After thoroughly stuffing our eyeballs with glass art at the Imagine Museum (click for post), we enjoyed a delicious hot lunch at a Venezuelan cafe before attempting to find parking for our second attraction, the Dali Museum. It turns out the course of this weekend's Formula 1 grand prix runs right by the museum, whose parking garage is being used to house all the trailers, so we wandered around 1st Avenue South before encountering 2nd Avenue North East and the free parking. The website I found via the museum's Facebook promised a "Dali Trolley," but we had to settle for a shuttle bus.
The museum itself began as the personal collection of Reynolds and Eleanor Morse, who developed a friendly patronage with Salvador (1904-1989) and Gala Dali (1894-1982). After 40 years of private enjoyment, the Morses donated it to St. Petersburg, which wanted to host a new museum. The first building opened in 1982. The new building--with an undulating geodesic glass and steel dome protruding through 18-inch-thick hurricane-proof concrete walls--opened in 2011. At its heart is a spirally concrete staircase that captures the mathematical, natural, and whimsical characteristics of so much of Dali's art.
Our first task was to secure "golden tickets" to the Dreams of Dali virtual reality exhibit by staking out the booth on the 3rd floor. The museum has taken Dali's Archaeological Reminiscence of Millet’s “Angelus” and made a 3-minute audiovisual experience. You put on glasses and headphones and explore the painting, which includes "Easter eggs" from his other works, while a soundtrack plays. It was pretty neat. What you see is projected on a large flat screen tv for the people waiting in line to enjoy. We snapped pics of each other (below). Afterward, we found the original painting in the gallery, and I was somewhat surprised to discover that its mood is possibly more hopeful. I guess because it's a "dreamscape" the video is cast in dark, noir-ish tones, but the central hue of the painting is orangish, although of dusk or dawn it's hard to say.
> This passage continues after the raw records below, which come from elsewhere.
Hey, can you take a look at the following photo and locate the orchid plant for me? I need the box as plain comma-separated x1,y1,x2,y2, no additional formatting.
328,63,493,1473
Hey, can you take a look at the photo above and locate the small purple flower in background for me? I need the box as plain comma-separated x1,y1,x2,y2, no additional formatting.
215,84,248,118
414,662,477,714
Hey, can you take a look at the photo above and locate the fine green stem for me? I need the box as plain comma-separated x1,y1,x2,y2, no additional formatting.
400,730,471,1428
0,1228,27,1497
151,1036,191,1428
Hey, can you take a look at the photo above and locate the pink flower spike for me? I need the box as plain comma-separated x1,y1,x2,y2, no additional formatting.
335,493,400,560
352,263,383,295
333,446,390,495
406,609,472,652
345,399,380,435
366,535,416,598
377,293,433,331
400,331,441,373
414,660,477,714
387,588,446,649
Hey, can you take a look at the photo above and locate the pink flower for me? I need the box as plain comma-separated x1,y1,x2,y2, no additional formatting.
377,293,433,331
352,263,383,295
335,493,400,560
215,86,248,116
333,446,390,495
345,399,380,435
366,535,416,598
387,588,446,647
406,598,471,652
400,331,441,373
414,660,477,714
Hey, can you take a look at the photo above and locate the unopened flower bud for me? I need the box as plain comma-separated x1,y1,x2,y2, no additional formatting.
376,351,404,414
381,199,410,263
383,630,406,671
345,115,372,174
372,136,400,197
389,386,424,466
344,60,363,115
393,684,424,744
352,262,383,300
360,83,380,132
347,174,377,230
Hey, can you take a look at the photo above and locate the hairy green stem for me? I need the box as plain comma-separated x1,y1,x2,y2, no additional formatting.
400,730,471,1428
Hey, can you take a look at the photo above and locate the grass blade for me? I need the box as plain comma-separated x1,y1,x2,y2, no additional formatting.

I got a free audio guide to listen to clips about the architecture. We walked the labyrinth in the Avant-garden (ha!) outside. We followed a docent around the special exhibit on Marcel Duchamp and Dali and were surprised to learn that Duchamp's famous urinal was "created" in 1917. By the time we found The Disintegration of the Persistence of Memory--Dali's famous "melty clocks" painting--we were tired of walking and more than happy to get back to the shuttle stop and our rental car. Unenthused about a 1.5-hour commute through rushhour traffic home (twice what our morning trip had taken), we stopped for ice cream at a mom-and-pop stand before driving the last 45 minutes.